Pur non riuscendo a eguagliare l’equilibrio e la freschezza dell’ottimo debutto del 2008,
I Did All This,
Chancy Bernson corregge le traiettorie roots e stradaiole, gli eccessi della telecaster, per un suono leggermente più radiofonico ma nel panorama texano continua a contraddistinguersi per barlumi di grazia e di genuino talento che rigirano anche in
Changes. Proprio dalla piacevole title-track ma anche dalla brillante
Cigarettes, oltre alla sponda chitarristica di Max Neal è l’organo, il banjo, l’armonica (ma complessivamente, la strumentazione resta molto ricca) a trovare lo giusto spazio sull’evoluzione di sentimenti, lasciando affiorare dei pertugi molto intriganti da affiancare a rock come
Amarillo e
New York City che appaiono come uno specchietto per le allodole, ma hanno molto più consistenza perché la ricetta non è sempre la stessa e con i soliti ingredienti.
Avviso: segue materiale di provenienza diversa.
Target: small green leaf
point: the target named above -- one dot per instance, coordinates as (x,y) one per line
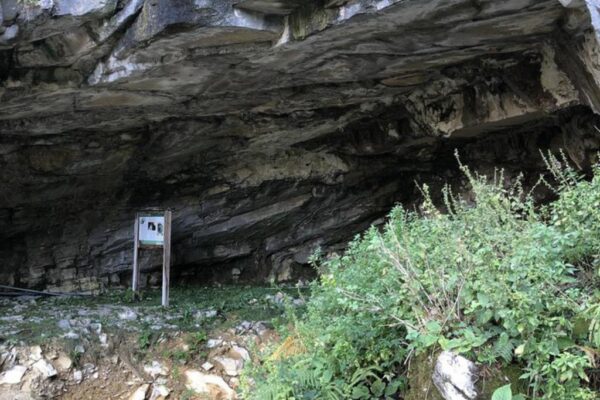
(503,393)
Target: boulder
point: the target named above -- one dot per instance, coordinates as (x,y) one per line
(455,377)
(13,376)
(212,386)
(140,393)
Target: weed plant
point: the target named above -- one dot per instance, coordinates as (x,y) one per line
(499,280)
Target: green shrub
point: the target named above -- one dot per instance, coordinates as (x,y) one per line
(497,279)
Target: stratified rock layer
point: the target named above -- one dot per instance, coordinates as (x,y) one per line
(271,127)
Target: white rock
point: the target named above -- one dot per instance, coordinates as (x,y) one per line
(212,343)
(240,352)
(64,324)
(46,369)
(13,375)
(205,314)
(140,393)
(156,369)
(71,335)
(159,392)
(455,377)
(63,363)
(35,353)
(103,337)
(211,385)
(77,376)
(231,366)
(128,315)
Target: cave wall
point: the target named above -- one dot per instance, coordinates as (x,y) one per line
(270,127)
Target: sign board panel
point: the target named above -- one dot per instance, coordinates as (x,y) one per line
(152,230)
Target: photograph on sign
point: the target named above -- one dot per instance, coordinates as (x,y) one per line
(152,230)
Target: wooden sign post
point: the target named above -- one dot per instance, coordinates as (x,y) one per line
(152,230)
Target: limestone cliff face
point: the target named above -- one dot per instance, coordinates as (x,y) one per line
(271,127)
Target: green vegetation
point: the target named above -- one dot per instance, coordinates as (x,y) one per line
(498,279)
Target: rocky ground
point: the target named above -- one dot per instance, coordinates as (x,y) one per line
(111,347)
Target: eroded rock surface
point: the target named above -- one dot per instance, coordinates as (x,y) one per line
(270,127)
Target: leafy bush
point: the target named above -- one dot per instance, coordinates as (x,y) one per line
(498,279)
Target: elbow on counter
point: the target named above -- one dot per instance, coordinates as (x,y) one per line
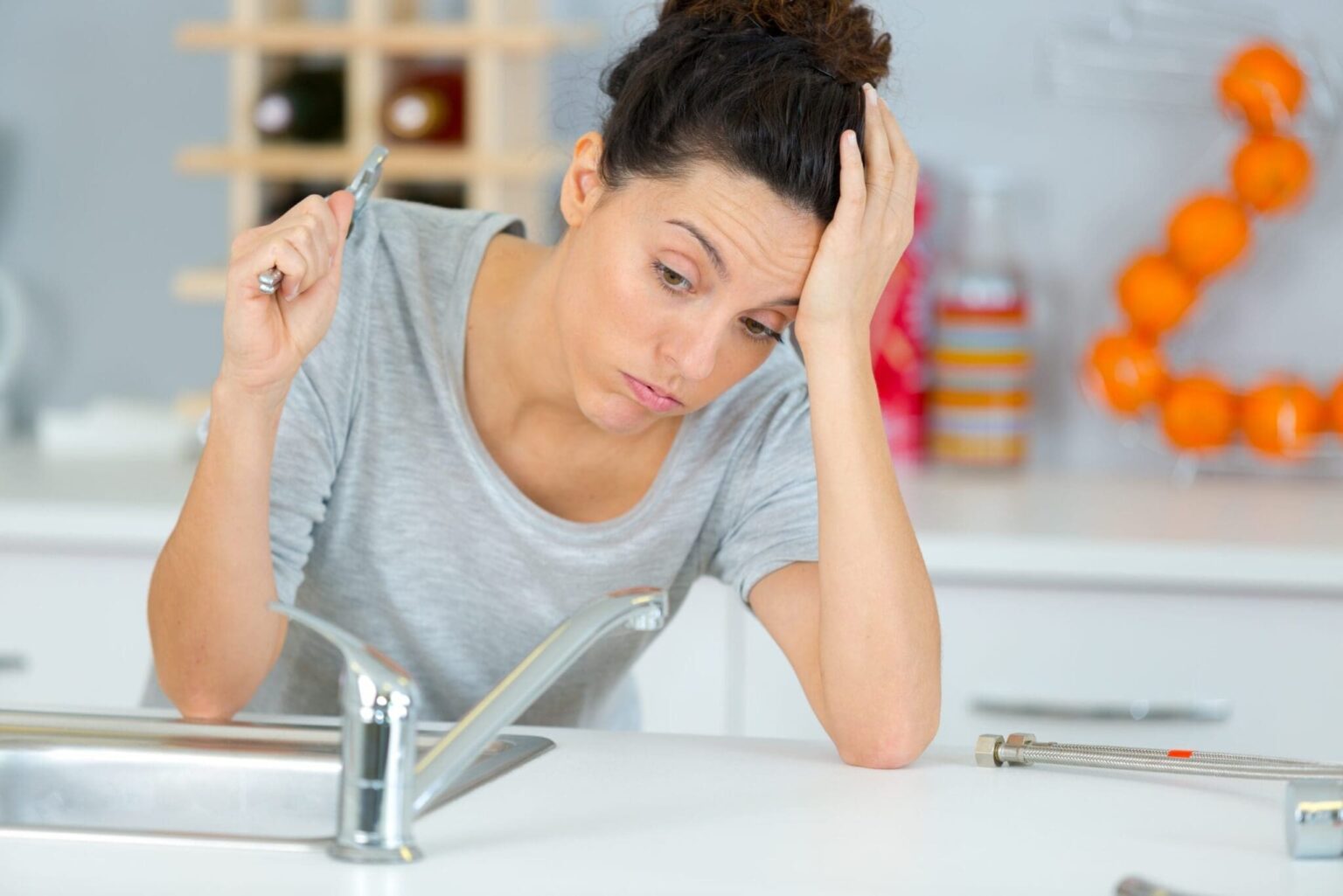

Insieme alla steel che arde e mette in chiaro una ballata come
Just a girl, si impone un occhio che vigila sulla tradizione del country-roots come per i violini di un altro brano sincero e appassionato, l’elettro-acustica e fiammante
Red Dirt Town e di
Hurricane, l’unico brano che non è farina del suo sacco, scritta da Gary Wayne Thomason (penna anche dei The Great Divide), un brano acustico toccante, autobiografico, che attraversa la sua vita.
Lo sviluppo di
Changes lascia intendere che
Chancy Bernson non è semplicemente un diligente confezionatore, illustra tra whiskey e l’introspezione malinconica della splendida
Getting By, momenti di frattura che ci consentono di godere di altre improvvise e imponderabili estasi,
Rescue Me è da incorniciare, come il mandolino e la fisa in
The War e il graffiante roots-rock di
Somebody's Baby in chiusura. Come su due teatri diversi, le canzoni di
Chancy Bernson non recitano mai contemporaneamente la stessa pièce, né nella stessa lingua né nei medesimi tempi.